Computes embeddings of nodes using properties of nodes using a pre-trained language model.

The output is an edge file where each node appears once; a user defined property is used to store the embedding, and the value is a string containing the embedding. For example:

To create a sentence for a Qnode using the properties, please run the kgtk lexicalize command.
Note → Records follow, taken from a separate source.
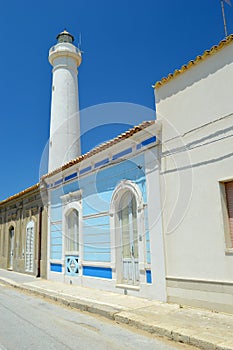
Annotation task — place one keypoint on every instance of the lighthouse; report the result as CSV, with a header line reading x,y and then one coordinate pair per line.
x,y
64,142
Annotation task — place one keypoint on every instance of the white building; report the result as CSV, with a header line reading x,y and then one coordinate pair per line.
x,y
195,106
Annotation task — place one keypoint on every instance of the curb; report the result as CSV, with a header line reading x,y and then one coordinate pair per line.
x,y
117,314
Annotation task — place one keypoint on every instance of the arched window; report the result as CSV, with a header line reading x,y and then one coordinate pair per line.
x,y
126,210
11,247
72,238
29,256
128,224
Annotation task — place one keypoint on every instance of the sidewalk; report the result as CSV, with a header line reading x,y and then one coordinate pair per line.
x,y
204,329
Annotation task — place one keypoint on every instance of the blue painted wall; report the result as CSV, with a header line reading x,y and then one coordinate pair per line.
x,y
97,189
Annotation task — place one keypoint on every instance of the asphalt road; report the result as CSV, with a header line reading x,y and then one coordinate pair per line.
x,y
31,323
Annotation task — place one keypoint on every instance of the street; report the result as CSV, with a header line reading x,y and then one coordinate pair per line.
x,y
29,322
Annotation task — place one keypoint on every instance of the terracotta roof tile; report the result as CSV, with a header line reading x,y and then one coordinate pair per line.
x,y
101,147
191,63
17,195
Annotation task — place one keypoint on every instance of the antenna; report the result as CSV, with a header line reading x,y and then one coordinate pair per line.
x,y
223,14
80,41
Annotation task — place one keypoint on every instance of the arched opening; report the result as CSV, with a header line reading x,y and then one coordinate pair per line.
x,y
128,228
72,242
127,212
72,238
11,247
29,255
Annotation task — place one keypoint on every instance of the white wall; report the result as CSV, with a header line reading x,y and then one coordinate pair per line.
x,y
195,109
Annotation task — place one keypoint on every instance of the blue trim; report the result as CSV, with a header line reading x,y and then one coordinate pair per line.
x,y
55,267
101,272
72,265
148,276
102,162
123,153
69,177
146,142
84,170
58,182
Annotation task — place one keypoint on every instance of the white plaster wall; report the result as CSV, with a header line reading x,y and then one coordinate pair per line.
x,y
152,167
200,95
193,165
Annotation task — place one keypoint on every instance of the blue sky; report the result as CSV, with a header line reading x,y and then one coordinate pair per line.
x,y
128,45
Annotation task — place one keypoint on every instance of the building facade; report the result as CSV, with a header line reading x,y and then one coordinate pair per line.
x,y
195,107
104,228
23,233
149,213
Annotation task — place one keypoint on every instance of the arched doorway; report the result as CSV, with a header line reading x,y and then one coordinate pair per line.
x,y
128,229
11,247
29,256
127,211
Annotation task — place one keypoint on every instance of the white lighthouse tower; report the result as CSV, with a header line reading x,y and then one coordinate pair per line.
x,y
64,143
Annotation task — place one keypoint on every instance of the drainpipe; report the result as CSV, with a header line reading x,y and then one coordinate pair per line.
x,y
39,241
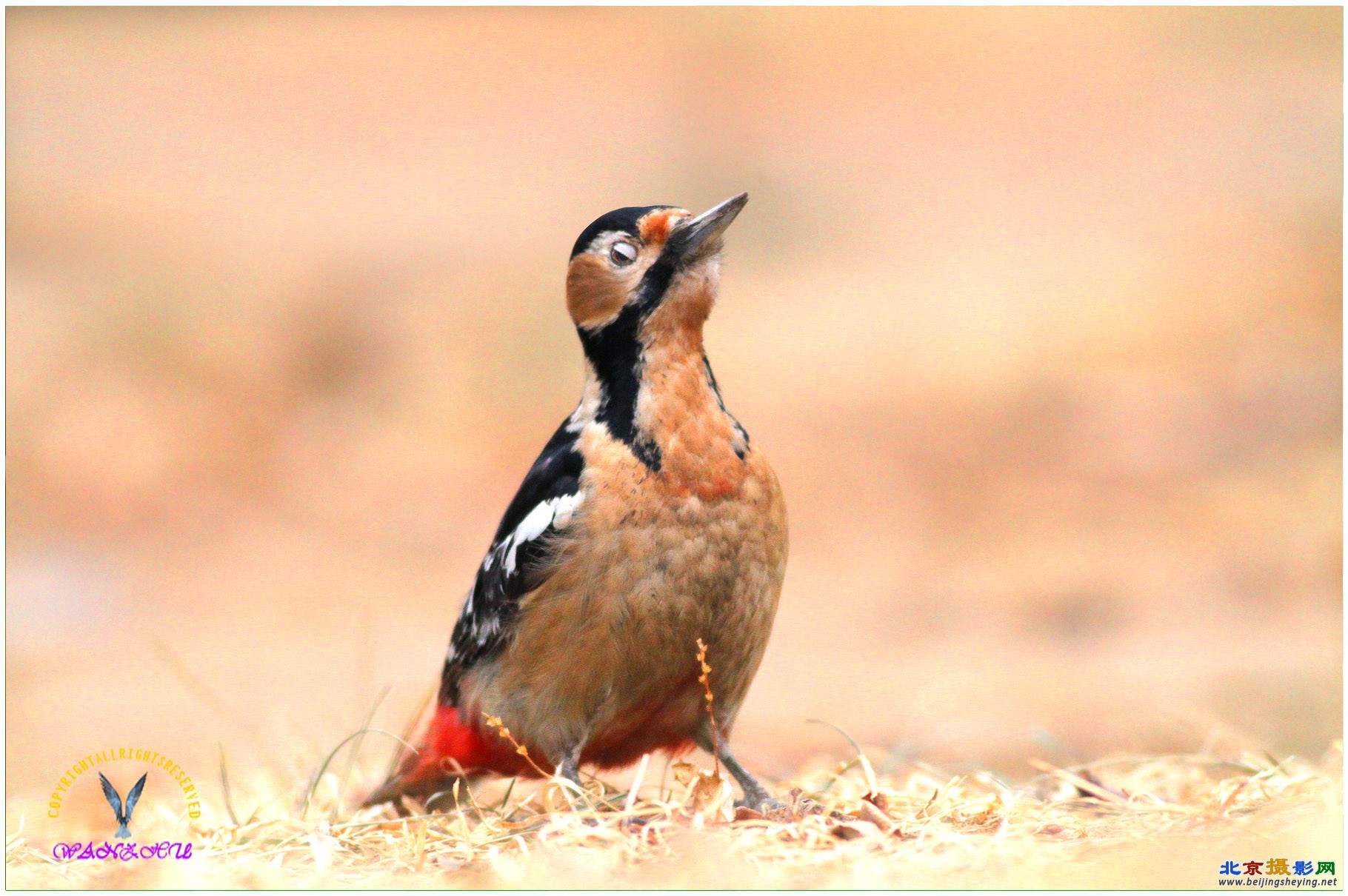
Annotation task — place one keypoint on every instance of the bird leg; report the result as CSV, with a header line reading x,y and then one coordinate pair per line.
x,y
570,769
755,795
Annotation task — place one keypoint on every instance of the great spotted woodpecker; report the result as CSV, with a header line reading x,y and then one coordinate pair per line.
x,y
649,522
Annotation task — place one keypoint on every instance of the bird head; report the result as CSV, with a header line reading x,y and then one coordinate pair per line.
x,y
646,269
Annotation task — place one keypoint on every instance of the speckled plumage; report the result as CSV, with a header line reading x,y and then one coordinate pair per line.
x,y
650,522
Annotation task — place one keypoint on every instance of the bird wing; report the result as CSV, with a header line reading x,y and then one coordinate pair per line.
x,y
134,794
519,560
113,799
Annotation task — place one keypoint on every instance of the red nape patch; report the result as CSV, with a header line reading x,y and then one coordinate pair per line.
x,y
655,227
453,746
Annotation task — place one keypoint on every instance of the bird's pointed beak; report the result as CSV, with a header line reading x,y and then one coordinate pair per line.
x,y
690,236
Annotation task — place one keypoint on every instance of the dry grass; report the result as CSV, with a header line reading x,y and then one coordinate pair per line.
x,y
1164,821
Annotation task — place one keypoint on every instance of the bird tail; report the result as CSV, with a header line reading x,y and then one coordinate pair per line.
x,y
450,748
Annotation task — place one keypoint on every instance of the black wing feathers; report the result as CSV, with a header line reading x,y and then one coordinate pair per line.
x,y
134,795
514,565
113,799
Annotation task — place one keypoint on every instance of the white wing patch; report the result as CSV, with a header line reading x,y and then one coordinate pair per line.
x,y
555,511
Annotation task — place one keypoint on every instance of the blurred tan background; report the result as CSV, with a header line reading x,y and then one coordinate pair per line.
x,y
1035,312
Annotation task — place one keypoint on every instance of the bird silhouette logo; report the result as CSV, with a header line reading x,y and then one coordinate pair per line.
x,y
115,800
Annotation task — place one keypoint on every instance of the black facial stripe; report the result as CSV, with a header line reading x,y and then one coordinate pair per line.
x,y
615,352
623,220
711,381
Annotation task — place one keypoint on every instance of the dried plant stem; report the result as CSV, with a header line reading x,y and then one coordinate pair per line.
x,y
705,681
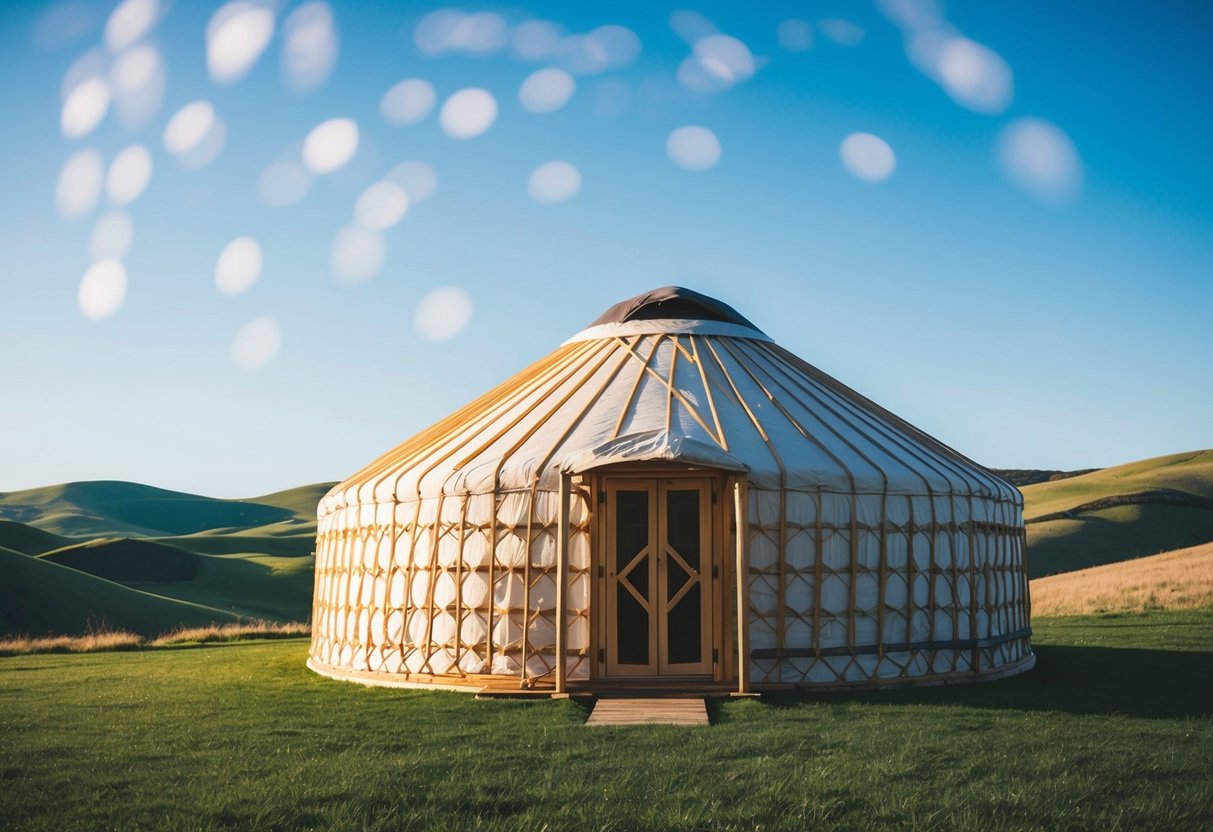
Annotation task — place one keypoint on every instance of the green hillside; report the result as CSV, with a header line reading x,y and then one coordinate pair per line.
x,y
127,560
28,540
41,598
249,585
1117,513
130,509
1111,730
302,500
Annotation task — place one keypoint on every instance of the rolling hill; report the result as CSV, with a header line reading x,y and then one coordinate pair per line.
x,y
1173,580
174,558
28,540
127,560
249,558
108,508
1118,513
43,598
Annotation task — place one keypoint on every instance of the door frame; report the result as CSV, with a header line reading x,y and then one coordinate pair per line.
x,y
718,579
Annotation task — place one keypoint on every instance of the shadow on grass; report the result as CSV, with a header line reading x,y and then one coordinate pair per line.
x,y
1157,684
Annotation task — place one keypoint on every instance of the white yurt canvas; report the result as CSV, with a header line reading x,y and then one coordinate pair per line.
x,y
576,526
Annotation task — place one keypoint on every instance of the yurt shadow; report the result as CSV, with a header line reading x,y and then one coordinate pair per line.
x,y
1134,682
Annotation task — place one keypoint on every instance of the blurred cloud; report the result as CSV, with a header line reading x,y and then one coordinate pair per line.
x,y
256,343
129,175
912,15
194,135
102,289
130,21
419,180
443,313
972,74
79,184
238,266
137,81
718,62
309,46
408,102
619,44
330,146
553,182
694,148
85,107
1040,158
867,157
381,205
112,237
235,36
546,90
453,30
690,26
468,113
357,254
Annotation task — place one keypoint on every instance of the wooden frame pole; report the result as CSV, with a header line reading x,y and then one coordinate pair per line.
x,y
742,539
562,590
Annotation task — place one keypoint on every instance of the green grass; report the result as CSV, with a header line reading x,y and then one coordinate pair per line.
x,y
28,540
251,585
40,598
1117,533
130,509
1112,730
127,560
1191,472
1110,535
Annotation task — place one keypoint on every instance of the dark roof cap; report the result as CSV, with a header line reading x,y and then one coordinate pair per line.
x,y
672,302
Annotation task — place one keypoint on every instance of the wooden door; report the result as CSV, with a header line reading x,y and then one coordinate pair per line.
x,y
659,576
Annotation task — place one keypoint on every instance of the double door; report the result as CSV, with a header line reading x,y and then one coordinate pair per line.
x,y
659,576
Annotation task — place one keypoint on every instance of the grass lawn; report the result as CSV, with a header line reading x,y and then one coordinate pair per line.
x,y
1112,730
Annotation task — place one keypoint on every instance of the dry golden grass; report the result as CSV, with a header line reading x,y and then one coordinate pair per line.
x,y
119,639
1173,580
232,632
114,639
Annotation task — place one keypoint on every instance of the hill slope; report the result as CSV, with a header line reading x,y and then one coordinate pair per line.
x,y
1118,513
1173,580
43,598
28,540
127,560
130,509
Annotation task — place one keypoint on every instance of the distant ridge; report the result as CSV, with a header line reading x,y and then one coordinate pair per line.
x,y
114,508
43,598
1111,514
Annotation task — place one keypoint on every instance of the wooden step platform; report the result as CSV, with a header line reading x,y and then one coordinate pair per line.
x,y
635,711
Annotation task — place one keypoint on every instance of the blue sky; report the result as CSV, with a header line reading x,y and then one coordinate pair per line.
x,y
1054,322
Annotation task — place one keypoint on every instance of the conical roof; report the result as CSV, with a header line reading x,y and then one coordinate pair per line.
x,y
676,376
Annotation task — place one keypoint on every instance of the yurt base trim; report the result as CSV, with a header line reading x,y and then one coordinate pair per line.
x,y
871,649
479,684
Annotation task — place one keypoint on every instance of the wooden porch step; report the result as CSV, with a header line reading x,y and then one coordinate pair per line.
x,y
635,711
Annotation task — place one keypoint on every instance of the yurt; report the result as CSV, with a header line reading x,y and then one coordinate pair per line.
x,y
671,500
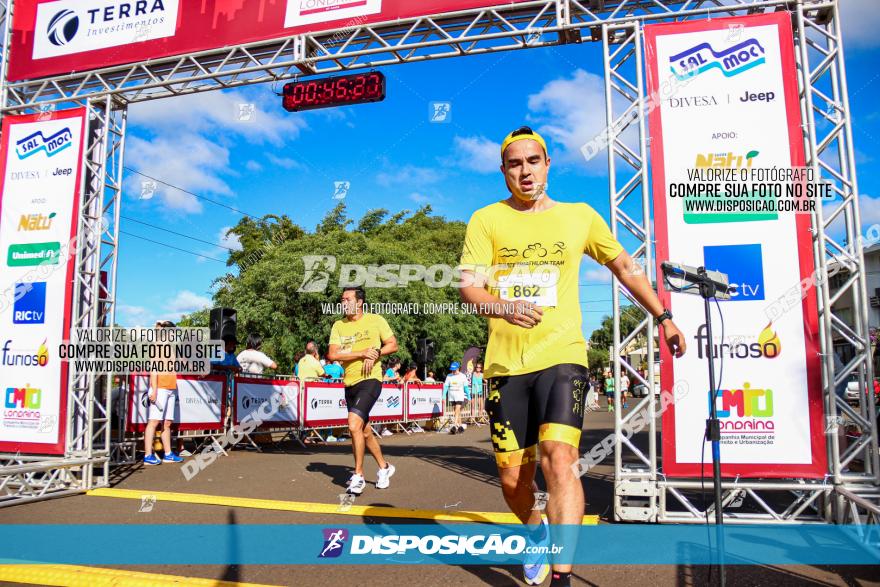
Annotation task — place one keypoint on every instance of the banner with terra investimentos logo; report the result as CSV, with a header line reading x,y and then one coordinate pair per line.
x,y
52,37
731,194
40,162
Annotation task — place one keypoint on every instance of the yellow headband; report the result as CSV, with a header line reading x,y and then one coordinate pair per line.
x,y
532,136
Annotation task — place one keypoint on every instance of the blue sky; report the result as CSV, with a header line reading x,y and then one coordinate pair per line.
x,y
393,156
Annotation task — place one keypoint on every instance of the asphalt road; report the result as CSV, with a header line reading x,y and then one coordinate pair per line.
x,y
434,471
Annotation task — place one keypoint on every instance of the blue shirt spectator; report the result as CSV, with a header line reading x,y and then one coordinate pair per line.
x,y
334,371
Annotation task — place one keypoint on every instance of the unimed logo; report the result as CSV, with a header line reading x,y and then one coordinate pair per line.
x,y
334,542
30,303
33,254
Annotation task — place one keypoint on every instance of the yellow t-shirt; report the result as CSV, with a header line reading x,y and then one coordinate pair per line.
x,y
527,250
358,335
310,368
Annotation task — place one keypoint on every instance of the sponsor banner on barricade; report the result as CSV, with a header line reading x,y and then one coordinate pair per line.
x,y
389,406
424,401
40,163
200,402
324,405
251,393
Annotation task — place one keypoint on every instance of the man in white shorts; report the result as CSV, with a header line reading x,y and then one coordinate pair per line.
x,y
160,410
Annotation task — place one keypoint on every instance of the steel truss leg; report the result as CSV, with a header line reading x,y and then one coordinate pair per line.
x,y
830,153
635,495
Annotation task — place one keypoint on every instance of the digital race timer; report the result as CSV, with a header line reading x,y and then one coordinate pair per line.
x,y
340,90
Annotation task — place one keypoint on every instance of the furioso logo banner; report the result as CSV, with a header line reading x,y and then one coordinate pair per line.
x,y
725,92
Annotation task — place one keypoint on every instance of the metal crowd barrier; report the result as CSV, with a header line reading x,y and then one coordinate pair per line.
x,y
318,405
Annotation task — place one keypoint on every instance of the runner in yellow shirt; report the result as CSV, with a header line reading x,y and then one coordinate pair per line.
x,y
520,267
357,341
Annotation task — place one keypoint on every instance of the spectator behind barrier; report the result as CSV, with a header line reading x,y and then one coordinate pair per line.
x,y
334,371
310,367
252,359
411,374
456,389
160,411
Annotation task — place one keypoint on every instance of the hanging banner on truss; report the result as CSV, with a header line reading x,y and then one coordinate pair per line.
x,y
724,105
40,162
54,37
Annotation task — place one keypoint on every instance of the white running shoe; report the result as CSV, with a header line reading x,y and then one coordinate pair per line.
x,y
384,476
536,567
356,484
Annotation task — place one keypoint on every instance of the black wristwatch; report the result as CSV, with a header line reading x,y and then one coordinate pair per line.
x,y
666,315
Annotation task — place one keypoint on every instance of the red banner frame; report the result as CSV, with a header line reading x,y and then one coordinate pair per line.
x,y
222,23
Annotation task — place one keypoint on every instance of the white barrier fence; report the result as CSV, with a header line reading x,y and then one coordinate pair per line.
x,y
207,408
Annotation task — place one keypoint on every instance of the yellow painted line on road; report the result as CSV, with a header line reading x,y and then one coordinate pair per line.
x,y
77,576
319,508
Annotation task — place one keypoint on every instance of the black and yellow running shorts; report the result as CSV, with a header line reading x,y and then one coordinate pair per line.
x,y
531,408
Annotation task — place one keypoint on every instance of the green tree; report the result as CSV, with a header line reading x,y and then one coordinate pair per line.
x,y
597,359
265,290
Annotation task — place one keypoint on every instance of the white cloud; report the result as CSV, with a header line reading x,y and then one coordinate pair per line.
x,y
860,23
127,314
409,176
571,112
229,240
187,140
477,154
219,113
285,162
869,211
189,161
186,302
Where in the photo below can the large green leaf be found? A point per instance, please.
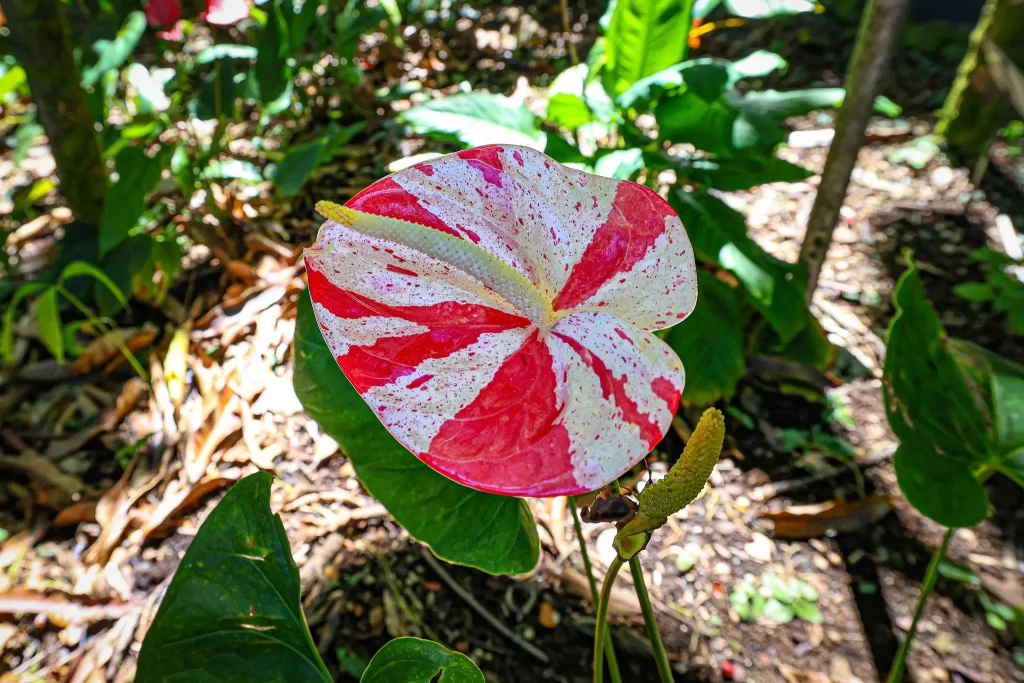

An example input sentence is “Saint David, patron saint of Wales is a human, Catholic priest, Catholic bishop, and has date of death, religion and canonization status”

subject predicate object
Q1 text_embedding “0.222, 0.333, ..”
Q2 text_embedding “0.444, 0.555, ..”

Run

You can call the functions directly with given args as

kgtk text-embedding \ 
    -input-file / -i <string> \ # * optional, path to the file
    --model / -m <list_of_string> \  # optional, default is `bert-base-wikipedia-sections-mean-tokens`
    --output-data-format <string> {w2v, kgtk}, default is `kgtk`
    --output-property <string> \ # optional, default is "text_embedding"
    --out-file/ -o <string> \ by default embeddings to console
    --sentence-property \ The name of the property with sentence for each Qnode. Default is 'sentence'
    --batch-size The number of sentences to be processed at a time. Default is 100000. Set this value to '-1' to process the whole file as one batch
Example 1:

For easiest running, just give the input file and let it write output to output_embeddings.csv at current folder using kgtk text-embedding -i input_file.csv -o output_embeddings.csv

Example 2:

Running with more specific parameters:

kgtk text-embedding --debug \ 
    --input-file test_edges_file.tsv \
    --model bert-base-wikipedia-sections-mean-tokens bert-base-nli-cls-token \
    --sentence-property sentence

--input-file / -i (input file)

The path to the input file. For example: input_file1.csv, it also support to send like < input_file1.csv

--model/ -m Embedding_Model(s)

The embedding models want to apply on the sentences. If multiple models given, they will be applied to the same data one by one and output the results with all models.

currently followly 16 models are pretrained and could be used. If not specified, the default model will be bert-base-wikipedia-sections-mean-tokens

bert-base-nli-cls-token
bert-base-nli-max-tokens
bert-base-nli-mean-tokens
bert-base-nli-stsb-mean-tokens
bert-base-wikipedia-sections-mean-tokens
bert-large-nli-cls-token
bert-large-nli-max-tokens
bert-large-nli-mean-tokens
bert-large-nli-stsb-mean-tokens
distilbert-base-nli-mean-tokens
distilbert-base-nli-stsb-mean-tokens
distiluse-base-multilingual-cased
roberta-base-nli-mean-tokens
roberta-base-nli-stsb-mean-tokens
roberta-large-nli-mean-tokens
roberta-large-nli-stsb-mean-tokens

--output-property

the property used to record the embedding. If not given, the program will use the edge(property) name as text_embedding. This option is only available when output format is set to kgtk.

--sentence-property

The name of the property with sentence for each Qnode. Default is 'sentence'

--batch-size

The number of sentences to be processed at a time. Default is 100000. Set this value to '-1' to process the whole file as one batch

Output files

There will be 3 part of files:

Logger file

If passed with global parameter --debug, an extra debugging logger file will be stored at user's home directory.

Embedding Vectors

This will have all the embedded vectors values for each Q nodes. This will be print on stddout and can be redirected to a file. Note: There will only texet embedding related things outputed, please run other commands

If output as kgtk, the output file will looks like:

Q1 text_embedding 0.2,0.3,0.4,0.5
Q2 text_embedding 0.3,0.4,-0.5,-0.6

The output will be a TSV file with 3 columns: First column is the node name. Second column is the property name as required, default is text_embedding. Third column is the embeded vecotrs.